I do not feel as if I am at the mercy of any of this, especially the food. The food is definitely not the best at the Roosevelt, but they do have a few vegan options on their separate vegetarian menu. Doctors pay my diet no attention, but some of the nurses have asked me about it, and even get upset when the cafeteria makes a mistake. One of the nurses had a discussion with me and a few vegan visitors about the importance of protein and proved to be largely misinformed about the subject, despite all of the Chemistry classes she claimed to have taken.
8. What have you learned about yourself through the process of fighting leukemia? What have you learned about others?
The whole year of 2012 proved to be a learning experience for me. Above all I learned that I am not invincible. I began the year with a broken nose, got a hernia that same month, and leukemia in July. Life is a process and the hand that you are dealt may not be the one you desired or predicted, but it is yours. I take it all in stride and when I look back I can truly say it was an amazing year. Most of my memories from my multiple stays at the Roosevelt lay in the interactions I had with friends and the visitors I had. I learned that I can handle anything that comes my way and that I have the support of amazing and wonderful friends who will go out of their way to keep me company and deliver delicious food. From foot rubs to reading books to me, they truly proved themselves and will forever be in my gratitude.

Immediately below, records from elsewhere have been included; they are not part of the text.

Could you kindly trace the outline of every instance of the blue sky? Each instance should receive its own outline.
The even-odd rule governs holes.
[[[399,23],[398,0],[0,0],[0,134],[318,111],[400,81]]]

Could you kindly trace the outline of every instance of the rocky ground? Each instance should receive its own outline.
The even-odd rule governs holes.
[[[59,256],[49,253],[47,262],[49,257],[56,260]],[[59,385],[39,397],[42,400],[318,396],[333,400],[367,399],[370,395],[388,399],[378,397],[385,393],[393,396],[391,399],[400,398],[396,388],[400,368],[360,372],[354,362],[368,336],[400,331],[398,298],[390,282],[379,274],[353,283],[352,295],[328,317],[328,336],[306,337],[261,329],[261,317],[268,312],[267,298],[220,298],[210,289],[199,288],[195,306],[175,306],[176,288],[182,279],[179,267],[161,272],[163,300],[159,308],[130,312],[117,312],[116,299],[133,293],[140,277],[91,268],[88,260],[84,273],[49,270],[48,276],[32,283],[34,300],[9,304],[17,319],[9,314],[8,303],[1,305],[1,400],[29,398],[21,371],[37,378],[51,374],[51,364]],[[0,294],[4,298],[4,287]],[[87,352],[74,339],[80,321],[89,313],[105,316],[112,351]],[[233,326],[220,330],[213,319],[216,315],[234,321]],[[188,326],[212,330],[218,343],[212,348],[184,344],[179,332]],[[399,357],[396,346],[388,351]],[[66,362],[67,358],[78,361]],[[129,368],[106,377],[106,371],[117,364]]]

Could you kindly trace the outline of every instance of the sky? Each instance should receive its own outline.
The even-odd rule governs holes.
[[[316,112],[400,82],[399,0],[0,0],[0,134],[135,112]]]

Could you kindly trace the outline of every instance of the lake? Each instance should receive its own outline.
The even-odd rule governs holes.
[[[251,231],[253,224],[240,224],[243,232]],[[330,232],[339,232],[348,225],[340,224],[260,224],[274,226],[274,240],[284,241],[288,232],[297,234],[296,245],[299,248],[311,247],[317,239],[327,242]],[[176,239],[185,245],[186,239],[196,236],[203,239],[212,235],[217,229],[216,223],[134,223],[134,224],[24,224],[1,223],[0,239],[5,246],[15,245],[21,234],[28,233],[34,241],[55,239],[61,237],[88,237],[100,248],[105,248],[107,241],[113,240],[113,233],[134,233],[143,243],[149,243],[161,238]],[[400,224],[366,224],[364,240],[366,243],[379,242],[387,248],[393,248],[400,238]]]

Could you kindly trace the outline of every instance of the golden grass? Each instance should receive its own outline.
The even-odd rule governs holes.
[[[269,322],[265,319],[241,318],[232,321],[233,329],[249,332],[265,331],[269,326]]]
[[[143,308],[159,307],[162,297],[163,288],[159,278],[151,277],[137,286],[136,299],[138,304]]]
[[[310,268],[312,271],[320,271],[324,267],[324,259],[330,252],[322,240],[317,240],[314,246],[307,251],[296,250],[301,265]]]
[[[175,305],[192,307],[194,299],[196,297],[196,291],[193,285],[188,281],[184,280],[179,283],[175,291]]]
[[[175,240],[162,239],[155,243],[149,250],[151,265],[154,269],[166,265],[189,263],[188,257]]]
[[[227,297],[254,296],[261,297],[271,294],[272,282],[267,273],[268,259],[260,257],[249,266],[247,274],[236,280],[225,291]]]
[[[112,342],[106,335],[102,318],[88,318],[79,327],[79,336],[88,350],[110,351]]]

10. You are most certainly an inspiration...but who inspires you?
Who do you admire and why?I admire all of the amazing people in this world who are doing what they can to make it a better place. I admire all vegans for choosing to take a step toward a cruelty free lifestyle. I admire my friends for being there for me through this adventure.
11. Are there any hidden blessings that came with this disease?
Deeper friendships and a greater appreciation for those in my life.
12. What advice would you give to someone dealing with cancer now?
Stay positive. Find inspiration.
13. What motivates you in life?
I am motivated by the good I see in others.
14. Anything else we should know about Bud Burdick?
I have a blog chronicling many of my recent adventures and thoughts I have had. I feel I have something good to say and this is my outlet.